Milliardär Suleiman Kerimow rüstet mit Anschi Machatschkala zum Großangriff auf die Topklubs der Premier Liga. Mit jeder Menge Geld, schnellen Autos und teuren Partys lockt er die Weltstars in die russische Pampa. Roberto Carlos war erst der Anfang.
Eigentlich wollte Roberto Carlos seine Karriere in aller Ruhe in der Heimat ausklingen lassen. Nur noch ein, zwei Jährchen wollte er zusammen mit Ronaldo bei den Corinthians in Sao Paulo eine ruhige Kugel schieben. Dann sollte es das mit der aktiven Laufbahn gewesen sein. Doch plötzlich kam alles anders.
Denn für Corinthians war Anfang des Jahres völlig überraschend schon in Runde eins der Copa Libertadores Schluss. Null-zu-null und Null-zu-zwei gegen Deportes Tolima aus Kolumbien. Den Fans gefiel das verständlicherweise gar nicht, die Schuldigen hatte man schnell in den alternden Superstars ausgemacht. Dem Unmut wurde mit Telefonterror, Drohungen gegen die Familie und Beschimpfungen auf offener Straße Luft gemacht.
Roberto Carlos: "Ein phantastisches Angebot"
Während Ronaldo in der Konsequenz tränenreich sein sofortiges Karriereende verkündete, hatte Roberto Carlos doch noch Lust auf Fußball. "Ich fühle mich noch stark genug, mir neue Ziele zu setzen. Ich kann immer noch sieben, acht Kilometer pro Spiel laufen", kündigte er an. Aus Angst um die Familie fiel für den mittlerweile 38-Jährigen ein weiteres Engagement in Brasilien aber aus.
Das rief Anschi Machatschkala auf den Plan. Der bis dahin gänzlich unbekannte Verein aus Russlands äußerstem Südwesten legte dem Linksverteidiger ein sattes Vertragsangebot vor. "Ein phantastisches Angebot", wie Carlos später erzählte. Aber das musste es wohl auch sein. Denn trotz aller Unwägbarkeiten in der Heimat wechselt eine Legende der Marke Carlos nicht einfach so in die russische Pampa.
Machatschkala ist die Hauptstadt der Teilrepublik Dagestan im Nordkaukasus. Rund eine halbe Million Menschen leben in der Hafenstadt am Kaspischen Meer, die meisten davon verdienen ihr Geld in Erdölraffinerien. Mit unzähligen Volksgruppen ist die Region der Unruheherd schlechthin in Russland. Allein im Jahr 2010 kam es in Dagestan zu mehr als 100 Terroranschlägen.
Goldesel Suleiman Kerimow
Also musste Geld her, viel Geld. Roberto Carlos konnte mit mehr als 15 Millionen Euro Gehalt für zweieinhalb Jahre überzeugt werden. "Natürlich war der finanzielle Aspekt ein Faktor für den Wechsel", so Carlos. "Es war aber nicht der einzige. Ich wollte Teil dieses interessanten und ambitionierten Projektes werden." Und der Macher des Projekts ist Suleiman Kerimow.

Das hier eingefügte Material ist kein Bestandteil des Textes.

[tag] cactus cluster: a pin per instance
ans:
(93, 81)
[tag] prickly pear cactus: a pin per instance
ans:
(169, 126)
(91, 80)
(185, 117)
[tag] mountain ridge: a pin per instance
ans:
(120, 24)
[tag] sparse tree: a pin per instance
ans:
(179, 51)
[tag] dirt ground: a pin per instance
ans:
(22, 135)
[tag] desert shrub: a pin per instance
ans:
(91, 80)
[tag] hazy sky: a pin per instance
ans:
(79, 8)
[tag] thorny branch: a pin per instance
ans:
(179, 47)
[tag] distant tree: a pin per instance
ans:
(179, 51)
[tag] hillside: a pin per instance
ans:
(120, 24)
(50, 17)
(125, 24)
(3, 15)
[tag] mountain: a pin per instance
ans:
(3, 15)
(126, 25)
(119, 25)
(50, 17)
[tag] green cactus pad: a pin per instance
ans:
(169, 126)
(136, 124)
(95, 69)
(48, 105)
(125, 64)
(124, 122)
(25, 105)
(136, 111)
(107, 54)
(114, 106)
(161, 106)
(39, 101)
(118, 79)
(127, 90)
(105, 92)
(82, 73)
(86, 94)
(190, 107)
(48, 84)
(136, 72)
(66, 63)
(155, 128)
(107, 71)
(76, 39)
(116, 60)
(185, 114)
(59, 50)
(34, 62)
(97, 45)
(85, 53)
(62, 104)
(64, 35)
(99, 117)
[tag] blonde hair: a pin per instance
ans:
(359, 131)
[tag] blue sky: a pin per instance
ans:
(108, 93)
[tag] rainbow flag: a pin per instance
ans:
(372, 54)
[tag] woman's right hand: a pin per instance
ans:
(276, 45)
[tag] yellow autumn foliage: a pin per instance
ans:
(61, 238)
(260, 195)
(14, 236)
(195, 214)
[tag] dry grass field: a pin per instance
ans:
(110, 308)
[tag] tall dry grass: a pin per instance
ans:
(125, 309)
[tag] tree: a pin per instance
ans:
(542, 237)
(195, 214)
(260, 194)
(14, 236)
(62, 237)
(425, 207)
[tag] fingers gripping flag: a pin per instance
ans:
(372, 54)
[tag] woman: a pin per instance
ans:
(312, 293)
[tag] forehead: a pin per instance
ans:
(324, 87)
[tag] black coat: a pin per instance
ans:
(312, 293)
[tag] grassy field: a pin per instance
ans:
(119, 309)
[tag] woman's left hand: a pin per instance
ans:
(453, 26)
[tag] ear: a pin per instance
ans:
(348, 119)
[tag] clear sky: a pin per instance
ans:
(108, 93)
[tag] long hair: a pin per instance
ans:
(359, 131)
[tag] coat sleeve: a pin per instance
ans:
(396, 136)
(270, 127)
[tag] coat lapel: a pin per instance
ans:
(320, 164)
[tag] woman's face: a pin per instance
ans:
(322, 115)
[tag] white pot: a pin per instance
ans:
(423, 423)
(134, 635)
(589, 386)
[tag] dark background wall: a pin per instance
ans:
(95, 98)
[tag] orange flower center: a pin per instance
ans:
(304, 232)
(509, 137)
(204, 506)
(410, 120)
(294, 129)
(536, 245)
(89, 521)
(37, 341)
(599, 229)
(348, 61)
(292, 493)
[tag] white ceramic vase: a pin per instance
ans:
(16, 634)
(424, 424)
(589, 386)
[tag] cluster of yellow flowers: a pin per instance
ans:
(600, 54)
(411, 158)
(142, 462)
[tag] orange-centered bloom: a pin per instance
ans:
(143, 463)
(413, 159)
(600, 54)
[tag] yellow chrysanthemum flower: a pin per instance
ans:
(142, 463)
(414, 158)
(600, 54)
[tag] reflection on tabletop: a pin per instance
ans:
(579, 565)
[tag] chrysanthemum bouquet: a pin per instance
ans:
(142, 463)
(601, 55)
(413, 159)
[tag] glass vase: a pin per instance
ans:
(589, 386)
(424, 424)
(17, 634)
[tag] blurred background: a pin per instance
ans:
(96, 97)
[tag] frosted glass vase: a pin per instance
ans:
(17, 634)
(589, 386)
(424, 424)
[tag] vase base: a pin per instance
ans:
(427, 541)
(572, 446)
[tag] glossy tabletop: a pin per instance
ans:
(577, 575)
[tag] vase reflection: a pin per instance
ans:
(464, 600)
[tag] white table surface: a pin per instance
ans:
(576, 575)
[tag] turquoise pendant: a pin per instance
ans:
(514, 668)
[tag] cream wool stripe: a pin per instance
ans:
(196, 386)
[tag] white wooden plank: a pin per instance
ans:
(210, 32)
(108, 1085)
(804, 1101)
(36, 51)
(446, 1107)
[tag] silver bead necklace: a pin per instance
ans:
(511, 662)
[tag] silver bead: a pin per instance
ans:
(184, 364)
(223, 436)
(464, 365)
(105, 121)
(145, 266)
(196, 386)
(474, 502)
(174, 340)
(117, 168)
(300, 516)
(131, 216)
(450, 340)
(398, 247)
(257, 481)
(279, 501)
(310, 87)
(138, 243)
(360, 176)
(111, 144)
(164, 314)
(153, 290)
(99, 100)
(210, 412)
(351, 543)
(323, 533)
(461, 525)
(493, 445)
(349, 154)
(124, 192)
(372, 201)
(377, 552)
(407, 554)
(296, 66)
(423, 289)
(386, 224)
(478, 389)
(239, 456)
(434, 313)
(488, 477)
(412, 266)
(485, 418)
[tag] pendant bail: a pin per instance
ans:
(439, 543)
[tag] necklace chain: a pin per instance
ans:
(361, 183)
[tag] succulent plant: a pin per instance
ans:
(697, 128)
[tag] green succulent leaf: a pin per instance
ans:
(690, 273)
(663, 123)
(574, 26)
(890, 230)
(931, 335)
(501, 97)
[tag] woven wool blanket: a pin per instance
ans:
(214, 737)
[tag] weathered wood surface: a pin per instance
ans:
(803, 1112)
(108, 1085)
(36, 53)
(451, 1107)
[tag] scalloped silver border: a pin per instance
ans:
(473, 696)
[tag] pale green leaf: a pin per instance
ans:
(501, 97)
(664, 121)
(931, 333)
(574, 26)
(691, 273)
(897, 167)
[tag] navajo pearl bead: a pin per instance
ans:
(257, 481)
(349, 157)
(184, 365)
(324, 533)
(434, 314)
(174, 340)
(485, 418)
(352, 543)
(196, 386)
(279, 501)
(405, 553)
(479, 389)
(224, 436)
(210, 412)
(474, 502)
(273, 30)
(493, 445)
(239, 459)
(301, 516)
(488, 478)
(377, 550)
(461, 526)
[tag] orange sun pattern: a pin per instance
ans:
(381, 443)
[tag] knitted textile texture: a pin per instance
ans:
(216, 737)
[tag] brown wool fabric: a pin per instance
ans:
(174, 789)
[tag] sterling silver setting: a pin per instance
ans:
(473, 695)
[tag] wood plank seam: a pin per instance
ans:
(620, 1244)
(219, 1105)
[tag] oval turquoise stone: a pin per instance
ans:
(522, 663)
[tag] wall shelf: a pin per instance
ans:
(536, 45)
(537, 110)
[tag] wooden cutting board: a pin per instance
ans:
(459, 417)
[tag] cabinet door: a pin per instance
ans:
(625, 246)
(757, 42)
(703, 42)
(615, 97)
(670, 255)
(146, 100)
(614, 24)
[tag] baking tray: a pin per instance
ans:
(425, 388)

Mitte Januar übernahm der Milliardär den erst 2009 in die Premier Liga aufgestiegenen Klub. Mit einem Vermögen von mehr als fünf Milliarden Euro belegt Kerimow laut "Forbes"-Ranking derzeit Platz 118 der reichsten Menschen unseres Planeten. Sein Vermögen machte der 45-Jährige schon Anfang der 90er. Mit Krediten kaufte er Anteile von Staatsunternehmen und spekulierte auf deren Wertsteigerung.
Mittlerweile hält er mit seiner Investmentfirma Nafta Moskva jede Menge Anteile an großen europäischen Banken und Unternehmen. Zudem hat er, wie so ziemlich jeder russische Großunternehmer, der etwas auf sich hält, beim Gasmonopolist Gazprom seine Finger im Spiel.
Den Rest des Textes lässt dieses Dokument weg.